ERIC Number: ED294762
Record Type: RIE
Publication Date: 1988-Jun
Reference Count: N/A
Educating Scientists and Engineers: Grade School to Grad School.
Congress of the U.S., Washington, DC. Office of Technology Assessment.
Institutions of higher education in the United States appear to many to have the capacity to provide enough scientists and engineers to meet the nation's needs. However, many researchers, employers and policymakers are concerned that the future supply will be inadequate. In the early 1990s the United States will experience a decline in the number of college-age students. Fewer students seem to be interested in science and engieering careers. Women's interest in these careers appears to have plateaued and non-Asian minorities, traditionally poorly represented in science and technology careers, are forming an increasing proportion of American school children. The Office of Technology Assessment concludes that these shortages are not inevitable.

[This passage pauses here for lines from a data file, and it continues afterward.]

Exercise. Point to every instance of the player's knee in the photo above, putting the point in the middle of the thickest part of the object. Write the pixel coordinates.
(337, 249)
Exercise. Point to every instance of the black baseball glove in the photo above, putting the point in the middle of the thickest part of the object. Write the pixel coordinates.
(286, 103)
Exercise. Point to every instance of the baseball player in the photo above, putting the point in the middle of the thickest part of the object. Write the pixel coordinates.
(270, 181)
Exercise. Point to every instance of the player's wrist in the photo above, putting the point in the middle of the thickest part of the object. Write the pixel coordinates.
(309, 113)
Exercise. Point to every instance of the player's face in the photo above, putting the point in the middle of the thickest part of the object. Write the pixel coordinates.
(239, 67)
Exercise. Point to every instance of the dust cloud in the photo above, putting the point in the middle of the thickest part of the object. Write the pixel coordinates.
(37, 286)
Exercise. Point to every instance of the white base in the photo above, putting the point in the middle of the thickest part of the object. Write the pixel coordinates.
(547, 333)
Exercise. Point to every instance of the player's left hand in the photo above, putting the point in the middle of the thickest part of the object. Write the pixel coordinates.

This assessment: (1) examines the forces associated with elementary and secondary education that shape the talent pool; (2) traces pathways to undergraduate and graduate education in science and engineering; and (3) presents a discussion of policy areas for possible congressional action, developed under two strategies labeled "retention" and "recruitment." (CW)
Descriptors: College Science, Educational Assessment, Elementary School Science, Elementary Secondary Education, Engineering Education, Females, Government Role, Higher Education, Minority Groups, Policy, Science Education, Secondary School Science
Superintendent of Documents, U.S. Government Printing Office, Washington, DC 20402-9325 ($6.00, stock no. 052-003-01110-7).
Publication Type: Reports - Descriptive
Education Level: N/A
Authoring Institution: Congress of the U.S., Washington, DC. Office of Technology Assessment.